Raising prices has been risky for consumer products companies like Colgate, with cash-strapped consumers more ready than ever to drop even their favorite brands to save a few cents. Paychecks are already stretched thin and the government's most recent data on jobs, also released Thursday, show that the number of people seeking unemployment benefits rose last week
In recent months, Colgate has taken a pricing strategy that's differed from some of its competitors: It's been raising prices in fast-growing Latin America, where customers seem willing to stomach the higher costs, but lowering prices in North America through discounts and other promotions.
There are signs that the economy is healing, but raising prices in North America has been something that Colgate, until recently, has been unwilling to try.
Since the third quarter of 2009, Colgate has consistently cut North American prices, by an average of 1.5 percent to 4.5 percent each quarter. It has apparently snapped that trend, saying Thursday that it raised North American prices by 0.5 percent in the latest quarter.
That may be because the company thinks it can, or that it must, or perhaps a little bit of both. But Colgate is aggressively seeking to protect market share, even if it has to spend to do it.
"As we enter 2012, macroeconomic conditions and foreign exchange volatility are an increasing challenge," said President and CEO Ian Cook. "Despite that, we are planning to improve our worldwide market shares and volume growth with increased advertising."
For the quarter, Colgate made $590 million, or $1.21 per share. That was down from $624 million, or $1.24 per share, last year.
Excluding one-time expenses like putting cost-saving plans into place and other charges, Colgate earned $1.30 per share. That beat the $1.29 that Wall Street had been looking for, according to a poll by FactSet.
Revenue was $4.17 billion, up from $3.98 billion during the same period last year.
For the year, revenue increased 7.5 percent and net income rose 10 percent.
Shares of Colgate-Palmolive Co. rose more than 2 percent, or $2.04, to $91.48 in early trading.
The decision to try to recoup its margins comes during a fragile time for the U.S. economy.
The jobs data released Thursday show more people sought unemployment benefits. However, the overall trends point to a recovering job market. At least 100,000 jobs have been added for six straight months and the unemployment rate has declined to 8.5 percent, its lowest in almost three years.
But it's not a healthy number yet and the government also released data Thursday showing that fewer people bought new homes in December, sealing 2011 as the worst year for new home sales on record.
Colgate does have something of a buffer against hard times. Many customers will stick to things like name-brand toothpaste when money is tight, even if they do trade down in other products.

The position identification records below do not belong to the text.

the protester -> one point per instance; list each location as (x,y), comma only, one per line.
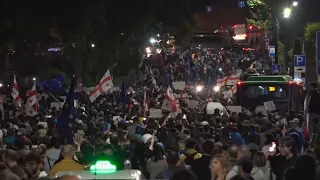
(67,163)
(149,124)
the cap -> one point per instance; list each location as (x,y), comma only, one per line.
(246,164)
(146,138)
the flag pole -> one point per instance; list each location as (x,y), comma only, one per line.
(55,98)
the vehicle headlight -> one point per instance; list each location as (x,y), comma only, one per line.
(148,50)
(199,88)
(216,88)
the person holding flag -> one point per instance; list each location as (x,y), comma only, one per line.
(32,105)
(68,115)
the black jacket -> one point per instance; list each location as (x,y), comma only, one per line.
(168,172)
(314,102)
(279,164)
(201,167)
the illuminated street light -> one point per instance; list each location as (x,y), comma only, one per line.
(295,3)
(286,12)
(152,40)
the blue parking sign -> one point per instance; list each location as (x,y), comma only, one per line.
(299,60)
(241,4)
(272,51)
(209,8)
(276,68)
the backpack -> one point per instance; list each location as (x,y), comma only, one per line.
(165,174)
(189,158)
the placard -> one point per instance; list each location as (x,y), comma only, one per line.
(155,113)
(179,85)
(236,109)
(270,106)
(193,104)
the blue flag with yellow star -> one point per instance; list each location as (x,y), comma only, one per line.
(67,115)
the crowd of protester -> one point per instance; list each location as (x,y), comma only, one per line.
(191,145)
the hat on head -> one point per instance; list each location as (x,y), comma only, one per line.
(246,164)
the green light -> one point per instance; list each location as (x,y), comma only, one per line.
(103,167)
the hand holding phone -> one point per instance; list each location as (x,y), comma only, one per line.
(272,148)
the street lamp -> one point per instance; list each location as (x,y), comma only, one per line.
(152,41)
(295,3)
(287,12)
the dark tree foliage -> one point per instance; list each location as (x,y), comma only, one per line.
(93,36)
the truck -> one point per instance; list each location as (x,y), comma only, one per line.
(285,93)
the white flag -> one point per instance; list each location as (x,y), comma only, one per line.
(104,85)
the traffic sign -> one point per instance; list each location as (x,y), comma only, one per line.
(267,45)
(276,68)
(299,60)
(241,4)
(209,8)
(272,51)
(318,53)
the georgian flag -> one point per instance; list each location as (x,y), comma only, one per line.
(232,80)
(32,105)
(104,85)
(169,102)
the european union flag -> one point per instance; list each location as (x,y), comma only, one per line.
(67,115)
(52,85)
(123,94)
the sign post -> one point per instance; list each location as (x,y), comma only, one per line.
(276,68)
(272,54)
(209,8)
(318,55)
(272,51)
(299,67)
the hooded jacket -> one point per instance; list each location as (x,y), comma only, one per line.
(51,156)
(256,173)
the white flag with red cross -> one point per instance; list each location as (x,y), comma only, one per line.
(32,105)
(104,85)
(169,102)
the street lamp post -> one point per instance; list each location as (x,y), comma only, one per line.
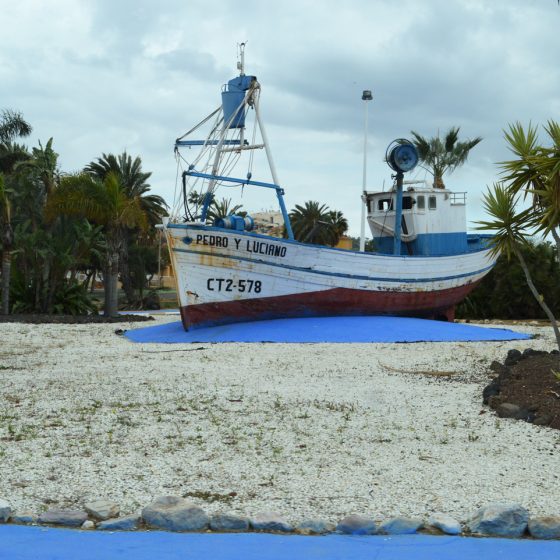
(366,96)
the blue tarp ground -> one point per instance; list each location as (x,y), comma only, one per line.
(36,543)
(326,329)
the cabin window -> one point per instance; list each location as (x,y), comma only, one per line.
(385,204)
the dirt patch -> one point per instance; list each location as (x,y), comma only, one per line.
(527,388)
(37,319)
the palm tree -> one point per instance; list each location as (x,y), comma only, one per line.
(440,156)
(510,235)
(109,204)
(7,242)
(134,182)
(12,126)
(315,223)
(536,172)
(222,208)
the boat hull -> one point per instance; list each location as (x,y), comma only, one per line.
(227,276)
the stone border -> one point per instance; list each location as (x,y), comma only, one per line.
(171,513)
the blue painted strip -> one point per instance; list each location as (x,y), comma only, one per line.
(251,235)
(335,274)
(40,543)
(303,330)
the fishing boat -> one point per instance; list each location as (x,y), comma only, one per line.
(424,261)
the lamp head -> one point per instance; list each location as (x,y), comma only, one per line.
(402,155)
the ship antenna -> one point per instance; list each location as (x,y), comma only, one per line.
(241,58)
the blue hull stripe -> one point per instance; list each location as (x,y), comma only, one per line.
(336,274)
(253,235)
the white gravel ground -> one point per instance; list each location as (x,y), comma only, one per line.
(319,430)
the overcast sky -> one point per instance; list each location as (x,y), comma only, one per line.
(107,76)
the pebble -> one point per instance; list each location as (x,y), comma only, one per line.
(357,525)
(224,523)
(24,518)
(400,526)
(174,514)
(127,523)
(499,520)
(269,521)
(545,527)
(445,523)
(102,509)
(5,511)
(315,527)
(65,517)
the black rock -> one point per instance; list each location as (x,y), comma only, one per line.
(491,390)
(543,420)
(508,410)
(151,301)
(513,356)
(497,367)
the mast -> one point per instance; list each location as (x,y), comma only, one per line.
(366,96)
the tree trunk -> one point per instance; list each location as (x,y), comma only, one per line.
(556,237)
(538,296)
(6,272)
(125,274)
(112,282)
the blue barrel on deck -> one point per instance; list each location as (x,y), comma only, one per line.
(232,100)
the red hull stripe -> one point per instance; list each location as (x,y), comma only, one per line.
(338,301)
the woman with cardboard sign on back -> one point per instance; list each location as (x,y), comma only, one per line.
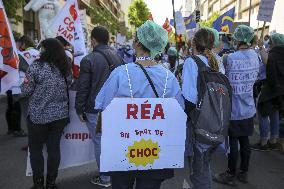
(143,79)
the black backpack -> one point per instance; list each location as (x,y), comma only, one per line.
(210,118)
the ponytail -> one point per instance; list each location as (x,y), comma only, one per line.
(213,63)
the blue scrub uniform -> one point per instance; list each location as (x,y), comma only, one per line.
(117,86)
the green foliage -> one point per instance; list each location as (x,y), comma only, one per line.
(209,22)
(104,18)
(138,13)
(12,7)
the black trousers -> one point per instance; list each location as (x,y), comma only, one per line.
(49,134)
(121,182)
(234,154)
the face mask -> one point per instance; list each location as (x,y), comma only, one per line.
(266,42)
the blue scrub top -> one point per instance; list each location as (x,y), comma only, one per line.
(242,70)
(117,85)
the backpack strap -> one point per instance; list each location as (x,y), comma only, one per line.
(110,65)
(200,64)
(149,79)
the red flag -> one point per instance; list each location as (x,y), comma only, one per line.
(167,26)
(150,17)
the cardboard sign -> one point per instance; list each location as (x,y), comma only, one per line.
(68,25)
(76,144)
(143,134)
(266,10)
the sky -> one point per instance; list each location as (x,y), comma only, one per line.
(161,9)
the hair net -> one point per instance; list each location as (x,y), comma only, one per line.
(277,39)
(172,51)
(153,37)
(244,34)
(216,36)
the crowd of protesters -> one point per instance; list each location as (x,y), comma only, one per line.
(254,68)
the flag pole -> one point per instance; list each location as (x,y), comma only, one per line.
(249,11)
(173,4)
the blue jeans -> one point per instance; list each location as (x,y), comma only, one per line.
(269,123)
(201,171)
(96,137)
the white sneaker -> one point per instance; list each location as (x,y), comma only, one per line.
(97,181)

Overall, Colgate raised prices 3 percent, which helped fuel a 5 percent increase in revenue. But at the same time, the company recorded a 9 percent increase in the cost of making and transporting its goods. As Colgate paid more for raw materials, profit margins fell 1.7 percentage points.
"Our continued sharp focus on cost-saving programs in all areas of the business enabled us to achieve full year gross profit margin at the high end of our forecasted range, while also lowering overheads as a percentage of sales," Cook said.
And Colgate is increasingly relying on foreign markets to fuel growth. Of Colgate's four main geographic regions, North America accounts for the smallest portion and it is where revenue grew the slowest. Latin America grew the fastest, and made up the biggest portion of revenue.